Speaker: Aliaksandra Shysheya, University of Cambridge
Title: On Conditional Diffusion Models for PDE Simulations
Abstract: Modeling partial differential equations (PDEs) is of crucial importance in science and engineering. Some of the most common tasks include 1) forecasting, where the aim is to predict future states based on an initial one, as well as 2) inverse problems, such as data assimilation (DA), with the goal of reconstructing an aspect of the PDE (i.e. coefficient, initial condition, full trajectory, etc.) given some partial observations of the solution to the PDE. However, most previous numerical and machine learning approaches that target forecasting cannot be applied out-of-the-box for data assimilation.
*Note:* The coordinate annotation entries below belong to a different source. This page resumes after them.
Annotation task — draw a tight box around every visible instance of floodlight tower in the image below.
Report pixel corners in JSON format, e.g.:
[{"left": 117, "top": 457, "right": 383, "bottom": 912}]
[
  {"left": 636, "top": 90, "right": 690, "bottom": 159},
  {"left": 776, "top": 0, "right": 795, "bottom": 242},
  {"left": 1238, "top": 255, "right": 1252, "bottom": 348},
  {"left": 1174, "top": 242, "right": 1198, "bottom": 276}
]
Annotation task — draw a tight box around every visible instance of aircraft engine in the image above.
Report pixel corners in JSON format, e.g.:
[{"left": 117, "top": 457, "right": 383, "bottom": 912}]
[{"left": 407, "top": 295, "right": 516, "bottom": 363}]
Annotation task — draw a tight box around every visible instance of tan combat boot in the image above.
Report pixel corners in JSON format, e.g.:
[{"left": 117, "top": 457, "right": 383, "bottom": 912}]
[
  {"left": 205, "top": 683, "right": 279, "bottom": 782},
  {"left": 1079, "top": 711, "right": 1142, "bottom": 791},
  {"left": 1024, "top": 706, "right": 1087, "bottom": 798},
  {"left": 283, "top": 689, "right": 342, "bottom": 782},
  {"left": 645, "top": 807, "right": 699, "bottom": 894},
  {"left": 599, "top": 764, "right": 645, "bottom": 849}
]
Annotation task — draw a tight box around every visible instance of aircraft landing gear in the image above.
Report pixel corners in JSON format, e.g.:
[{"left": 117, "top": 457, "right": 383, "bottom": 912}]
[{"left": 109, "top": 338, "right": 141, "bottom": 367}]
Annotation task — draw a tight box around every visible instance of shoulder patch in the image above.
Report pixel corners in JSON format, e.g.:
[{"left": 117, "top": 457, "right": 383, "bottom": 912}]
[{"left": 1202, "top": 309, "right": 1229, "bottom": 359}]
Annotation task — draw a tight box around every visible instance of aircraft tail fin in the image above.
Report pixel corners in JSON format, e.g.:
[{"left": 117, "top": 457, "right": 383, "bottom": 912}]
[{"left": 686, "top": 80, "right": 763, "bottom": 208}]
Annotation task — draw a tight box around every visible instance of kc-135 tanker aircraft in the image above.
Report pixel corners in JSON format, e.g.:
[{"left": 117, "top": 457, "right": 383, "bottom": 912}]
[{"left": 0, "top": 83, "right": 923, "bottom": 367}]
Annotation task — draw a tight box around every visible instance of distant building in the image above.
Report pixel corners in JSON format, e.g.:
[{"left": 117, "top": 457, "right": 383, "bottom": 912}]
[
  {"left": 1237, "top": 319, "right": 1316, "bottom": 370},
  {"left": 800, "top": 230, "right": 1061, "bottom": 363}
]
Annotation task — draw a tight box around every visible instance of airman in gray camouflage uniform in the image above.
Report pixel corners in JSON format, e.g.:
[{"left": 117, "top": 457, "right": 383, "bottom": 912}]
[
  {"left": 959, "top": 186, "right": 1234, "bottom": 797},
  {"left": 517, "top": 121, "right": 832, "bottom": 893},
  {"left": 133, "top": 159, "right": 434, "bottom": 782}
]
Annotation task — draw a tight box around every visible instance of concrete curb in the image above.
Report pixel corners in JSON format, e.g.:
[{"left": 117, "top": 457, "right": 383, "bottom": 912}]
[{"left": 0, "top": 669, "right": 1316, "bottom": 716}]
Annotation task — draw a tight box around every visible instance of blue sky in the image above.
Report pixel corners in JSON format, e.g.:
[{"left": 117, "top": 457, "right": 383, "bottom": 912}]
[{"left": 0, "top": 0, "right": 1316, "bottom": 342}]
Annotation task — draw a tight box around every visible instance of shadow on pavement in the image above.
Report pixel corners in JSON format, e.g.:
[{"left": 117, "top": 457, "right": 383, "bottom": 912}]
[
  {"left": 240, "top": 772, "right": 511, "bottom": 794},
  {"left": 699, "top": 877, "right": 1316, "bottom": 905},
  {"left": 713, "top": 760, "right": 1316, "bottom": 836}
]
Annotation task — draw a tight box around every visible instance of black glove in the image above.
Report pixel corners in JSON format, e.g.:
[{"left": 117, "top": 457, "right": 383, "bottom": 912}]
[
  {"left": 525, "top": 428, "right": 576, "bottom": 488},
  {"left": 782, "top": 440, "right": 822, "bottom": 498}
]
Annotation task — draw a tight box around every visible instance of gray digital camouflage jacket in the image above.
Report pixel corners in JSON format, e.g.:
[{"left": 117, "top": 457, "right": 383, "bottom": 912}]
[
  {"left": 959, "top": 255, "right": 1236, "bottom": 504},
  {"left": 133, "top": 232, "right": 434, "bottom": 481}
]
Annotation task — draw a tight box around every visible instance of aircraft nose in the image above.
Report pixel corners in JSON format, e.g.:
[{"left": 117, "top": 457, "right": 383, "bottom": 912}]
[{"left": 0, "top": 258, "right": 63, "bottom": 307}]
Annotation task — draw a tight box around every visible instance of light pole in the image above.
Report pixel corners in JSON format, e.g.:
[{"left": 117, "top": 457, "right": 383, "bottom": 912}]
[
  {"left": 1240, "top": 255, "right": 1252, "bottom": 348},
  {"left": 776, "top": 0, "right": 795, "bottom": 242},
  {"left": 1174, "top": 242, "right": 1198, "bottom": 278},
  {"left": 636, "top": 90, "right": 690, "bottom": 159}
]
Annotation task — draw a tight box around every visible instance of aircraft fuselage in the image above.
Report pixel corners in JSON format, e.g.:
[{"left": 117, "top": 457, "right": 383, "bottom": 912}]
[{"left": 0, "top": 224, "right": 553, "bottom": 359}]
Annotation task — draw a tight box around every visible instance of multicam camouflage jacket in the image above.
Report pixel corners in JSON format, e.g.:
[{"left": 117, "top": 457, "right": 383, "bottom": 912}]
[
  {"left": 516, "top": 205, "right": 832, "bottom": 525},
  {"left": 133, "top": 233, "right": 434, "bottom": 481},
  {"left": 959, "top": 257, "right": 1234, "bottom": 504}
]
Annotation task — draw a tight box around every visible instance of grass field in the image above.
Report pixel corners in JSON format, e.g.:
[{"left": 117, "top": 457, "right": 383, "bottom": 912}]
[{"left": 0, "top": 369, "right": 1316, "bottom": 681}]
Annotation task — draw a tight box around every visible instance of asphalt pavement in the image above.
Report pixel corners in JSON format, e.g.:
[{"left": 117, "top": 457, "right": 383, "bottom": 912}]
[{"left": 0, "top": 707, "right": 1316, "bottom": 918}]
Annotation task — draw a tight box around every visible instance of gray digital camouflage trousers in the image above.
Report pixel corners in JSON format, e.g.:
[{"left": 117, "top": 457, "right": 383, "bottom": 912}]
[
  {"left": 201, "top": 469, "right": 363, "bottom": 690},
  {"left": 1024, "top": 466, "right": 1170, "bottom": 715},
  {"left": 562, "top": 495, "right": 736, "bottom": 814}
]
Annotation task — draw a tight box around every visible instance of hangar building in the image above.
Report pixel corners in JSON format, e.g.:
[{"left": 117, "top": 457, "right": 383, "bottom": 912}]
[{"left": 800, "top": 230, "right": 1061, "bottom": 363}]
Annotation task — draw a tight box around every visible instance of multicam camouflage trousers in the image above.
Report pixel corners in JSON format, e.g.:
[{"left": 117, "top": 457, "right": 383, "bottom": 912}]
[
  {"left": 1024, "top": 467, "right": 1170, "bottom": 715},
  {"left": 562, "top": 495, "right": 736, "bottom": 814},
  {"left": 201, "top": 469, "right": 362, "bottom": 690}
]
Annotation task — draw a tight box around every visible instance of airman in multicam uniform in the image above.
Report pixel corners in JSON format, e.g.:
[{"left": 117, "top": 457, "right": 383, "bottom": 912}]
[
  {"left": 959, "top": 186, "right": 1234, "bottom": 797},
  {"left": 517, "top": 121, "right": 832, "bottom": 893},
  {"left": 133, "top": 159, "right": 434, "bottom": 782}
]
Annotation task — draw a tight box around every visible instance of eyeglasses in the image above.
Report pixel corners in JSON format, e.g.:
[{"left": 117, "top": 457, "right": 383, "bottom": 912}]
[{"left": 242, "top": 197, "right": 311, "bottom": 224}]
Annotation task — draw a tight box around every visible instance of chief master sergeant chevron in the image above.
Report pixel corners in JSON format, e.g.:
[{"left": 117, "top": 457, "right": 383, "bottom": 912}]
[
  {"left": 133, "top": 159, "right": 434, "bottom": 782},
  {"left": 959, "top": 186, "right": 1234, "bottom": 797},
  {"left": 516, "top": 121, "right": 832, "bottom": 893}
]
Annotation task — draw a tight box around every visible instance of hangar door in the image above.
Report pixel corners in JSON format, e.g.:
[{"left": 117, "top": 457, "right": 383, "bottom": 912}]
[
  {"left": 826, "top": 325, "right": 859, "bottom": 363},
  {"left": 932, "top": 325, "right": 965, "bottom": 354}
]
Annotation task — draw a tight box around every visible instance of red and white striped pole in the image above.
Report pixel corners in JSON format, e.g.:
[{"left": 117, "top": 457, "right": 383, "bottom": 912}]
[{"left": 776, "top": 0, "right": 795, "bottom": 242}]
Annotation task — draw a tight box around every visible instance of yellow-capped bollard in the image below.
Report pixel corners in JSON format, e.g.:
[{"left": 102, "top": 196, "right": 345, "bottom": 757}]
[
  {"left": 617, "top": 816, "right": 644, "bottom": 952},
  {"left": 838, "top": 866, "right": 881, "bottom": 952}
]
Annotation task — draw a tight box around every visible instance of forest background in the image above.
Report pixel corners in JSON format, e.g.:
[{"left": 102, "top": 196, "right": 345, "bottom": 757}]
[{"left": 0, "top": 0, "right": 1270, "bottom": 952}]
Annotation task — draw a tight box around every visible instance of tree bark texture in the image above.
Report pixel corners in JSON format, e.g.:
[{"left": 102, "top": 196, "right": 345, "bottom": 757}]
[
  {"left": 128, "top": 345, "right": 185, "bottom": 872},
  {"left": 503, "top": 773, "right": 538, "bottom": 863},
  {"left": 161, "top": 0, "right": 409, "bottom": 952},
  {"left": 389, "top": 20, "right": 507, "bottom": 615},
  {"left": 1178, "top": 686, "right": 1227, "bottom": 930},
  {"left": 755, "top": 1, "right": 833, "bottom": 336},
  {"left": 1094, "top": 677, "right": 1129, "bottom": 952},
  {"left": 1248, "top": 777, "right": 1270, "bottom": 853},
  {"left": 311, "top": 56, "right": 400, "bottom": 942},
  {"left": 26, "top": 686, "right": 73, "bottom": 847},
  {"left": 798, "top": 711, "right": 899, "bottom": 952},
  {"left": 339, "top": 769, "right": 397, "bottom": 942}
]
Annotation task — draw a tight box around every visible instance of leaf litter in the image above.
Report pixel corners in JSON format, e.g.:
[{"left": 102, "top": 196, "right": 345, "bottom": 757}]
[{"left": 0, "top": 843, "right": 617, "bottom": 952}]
Recently, diffusion models have emerged as a powerful tool for conditional generation, being able to flexibly incorporate observations without retraining. In this talk, I will discuss our recent work in this domain, where we perform a comparative study of score-based diffusion models for forecasting and assimilation of sparse observations. In particular, we focus on diffusion models that are either presented with the conditional information during training, or conditioned after unconditional training. We address the shortcomings of previous work and develop methods that are able to successfully tackle the combination of forecasting and data assimilation, a task commonly encountered in real-world scenarios such as weather modeling.
Bio: Sasha is a 3rd year PhD student at the Computational and Biological Learning lab of the University of Cambridge, UK, supervised by Prof Richard E Turner. Her main research interests are in generative modeling and data-efficient machine learning.